1.3 The Parties hereby acknowledge and agree that any information, confirmations, representations and warranties issued, either verbally or in writing, prior to the conclusion of this Contract shall form part of this Contract and its respective sections, provided that such information, confirmations, representations and warranties do not weaken, degrade or undermine the protections issued and obligations taken under this Contract.
2.1 ’’Adequacy Decision’’ means that the recipient, or the country or territory in which the personal data is processed, ensures an adequate level of protection for the rights and freedoms of data subjects in relation to the processing of the personal data as determined by the European Commission (at the effective date of the Contract, the list is available at: https://ec.europa.eu/info/law/law-topic/data-protection/international-dimension-data-protection/adequacy-decisions_en).
2.2 ’’CPRA’’ the California Consumer Privacy Act, as amended by the California Privacy Rights Act, Cal.
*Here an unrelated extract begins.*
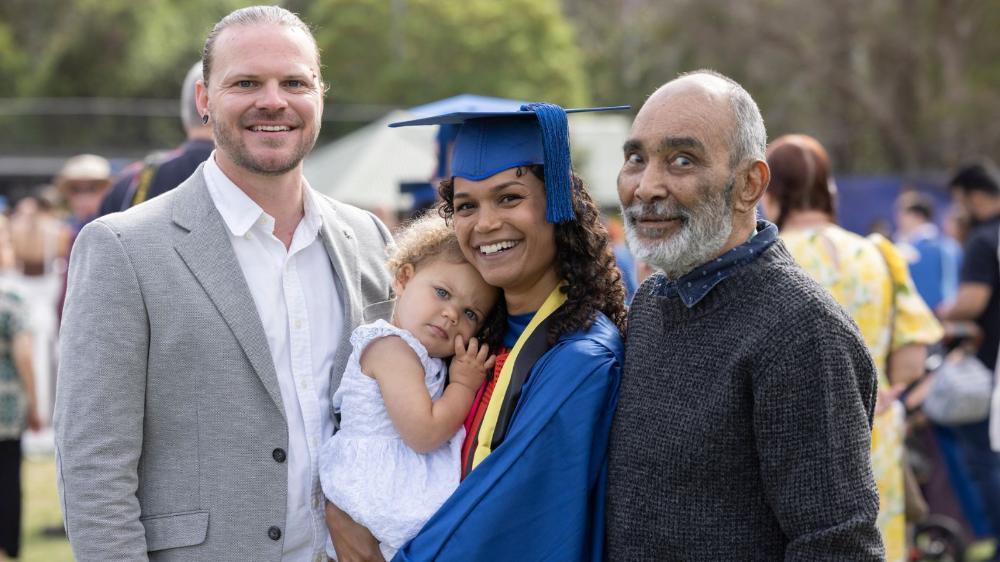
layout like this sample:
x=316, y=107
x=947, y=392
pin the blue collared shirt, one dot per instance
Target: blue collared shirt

Civ. Code § 1798.100 et seq.
2.3 “Data Protection Laws’’ means any legislation applicable to either of the Parties that protects the fundamental rights and freedoms of persons and their right to privacy with regard to the processing of personal data, such as the GDPR, US Data Protection Laws, any national implementing or supplementary legislation and any other data protection or privacy laws as applicable from time to time to Customer or Vendor. In this DPA, the terms “processing”, “personal data”, “personal data breach’’, “controller”, “processor”, “data subject”, “process”, “sub-processor” and their respective derivative terms shall have the meanings set forth in the Data Protection Laws;
2.4 ’’EU’’ means the European Union.
2.5 ’’EEA’’ means the European Economic Area.
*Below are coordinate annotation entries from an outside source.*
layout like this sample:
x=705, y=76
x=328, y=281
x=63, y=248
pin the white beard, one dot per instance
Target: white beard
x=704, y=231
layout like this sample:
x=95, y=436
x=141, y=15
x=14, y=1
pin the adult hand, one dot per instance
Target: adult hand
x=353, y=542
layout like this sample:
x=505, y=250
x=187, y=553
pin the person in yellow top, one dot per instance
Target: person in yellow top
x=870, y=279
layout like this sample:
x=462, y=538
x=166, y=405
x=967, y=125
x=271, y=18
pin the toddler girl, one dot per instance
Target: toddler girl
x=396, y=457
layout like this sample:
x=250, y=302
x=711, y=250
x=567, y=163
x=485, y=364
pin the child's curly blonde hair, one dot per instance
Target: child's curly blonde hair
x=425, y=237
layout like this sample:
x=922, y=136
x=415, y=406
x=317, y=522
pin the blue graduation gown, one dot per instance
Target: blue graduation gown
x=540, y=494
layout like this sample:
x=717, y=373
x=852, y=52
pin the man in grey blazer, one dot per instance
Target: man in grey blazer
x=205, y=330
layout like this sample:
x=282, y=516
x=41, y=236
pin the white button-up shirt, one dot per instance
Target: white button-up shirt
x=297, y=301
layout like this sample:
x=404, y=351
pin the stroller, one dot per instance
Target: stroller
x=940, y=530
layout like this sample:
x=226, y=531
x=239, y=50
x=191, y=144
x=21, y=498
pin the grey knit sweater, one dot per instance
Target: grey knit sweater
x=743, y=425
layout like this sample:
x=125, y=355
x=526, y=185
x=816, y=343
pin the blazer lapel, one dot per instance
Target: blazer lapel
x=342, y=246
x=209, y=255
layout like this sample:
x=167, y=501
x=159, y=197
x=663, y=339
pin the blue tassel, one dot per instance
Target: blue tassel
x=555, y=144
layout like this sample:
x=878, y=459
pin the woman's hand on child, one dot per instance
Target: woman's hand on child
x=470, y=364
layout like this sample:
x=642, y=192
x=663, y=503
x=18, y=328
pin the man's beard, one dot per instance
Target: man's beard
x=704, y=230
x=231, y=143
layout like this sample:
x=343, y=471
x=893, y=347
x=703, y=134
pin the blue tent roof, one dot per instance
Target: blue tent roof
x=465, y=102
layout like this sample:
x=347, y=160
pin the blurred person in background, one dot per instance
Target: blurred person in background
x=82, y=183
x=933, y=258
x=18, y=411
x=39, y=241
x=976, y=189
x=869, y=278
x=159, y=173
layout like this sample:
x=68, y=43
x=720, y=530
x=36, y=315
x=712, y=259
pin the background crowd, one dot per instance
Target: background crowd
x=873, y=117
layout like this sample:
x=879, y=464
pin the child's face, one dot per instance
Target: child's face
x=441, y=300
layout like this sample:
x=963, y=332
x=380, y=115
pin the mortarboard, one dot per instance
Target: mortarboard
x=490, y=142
2.6 ’’GDPR’’ means the regulation (EU) 2016/679 of the European Parliament and of the Council on the protection of natural persons with regard to the processing of personal data and on the free movement of such data.
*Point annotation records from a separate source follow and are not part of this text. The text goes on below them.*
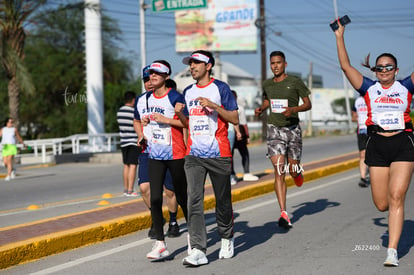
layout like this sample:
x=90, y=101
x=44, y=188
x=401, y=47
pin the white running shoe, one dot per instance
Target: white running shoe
x=250, y=177
x=196, y=258
x=159, y=250
x=227, y=248
x=392, y=257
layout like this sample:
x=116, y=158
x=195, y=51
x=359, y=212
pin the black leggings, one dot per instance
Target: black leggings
x=157, y=170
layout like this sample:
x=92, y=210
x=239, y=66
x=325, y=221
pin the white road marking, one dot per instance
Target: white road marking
x=109, y=252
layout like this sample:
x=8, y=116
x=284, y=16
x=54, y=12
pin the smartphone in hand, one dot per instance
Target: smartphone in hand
x=344, y=20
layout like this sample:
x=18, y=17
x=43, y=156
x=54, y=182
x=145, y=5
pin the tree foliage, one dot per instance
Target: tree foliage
x=14, y=14
x=55, y=56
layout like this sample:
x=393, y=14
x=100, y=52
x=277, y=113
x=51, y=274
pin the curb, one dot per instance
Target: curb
x=35, y=248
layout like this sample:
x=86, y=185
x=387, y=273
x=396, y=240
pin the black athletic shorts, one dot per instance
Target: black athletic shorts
x=362, y=141
x=382, y=151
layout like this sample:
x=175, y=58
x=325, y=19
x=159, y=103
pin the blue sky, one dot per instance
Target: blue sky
x=300, y=28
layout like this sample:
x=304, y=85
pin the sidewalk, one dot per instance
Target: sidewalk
x=38, y=239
2.7 “Sold” (including Selling) and “Shared” (including Sharing) have the meanings given in the US Data Protection Laws.
2.8 ’’SCCs’’ the standard contractual clauses adopted under the European Commission Implementing Decision (EU) 2021/914 of 4 June 2021 for the transfer of personal data to third countries pursuant to Regulation (EU) 2016/679 of the European Parliament and of the Council, available at: https://eur-lex.europa.eu/eli/dec_impl/2021/914, as may be amended or replaced from time to time by the European Commission, any applicable data protection authority, or other body with competent authority and jurisdiction.
2.9 ’’US Data Protection Laws’’ to the extent applicable to Customer or Vendor, United States federal and state laws (including but not limited to the CPRA) relating to data protection and/or privacy and the processing of personal data, as in force and as amended from time to time.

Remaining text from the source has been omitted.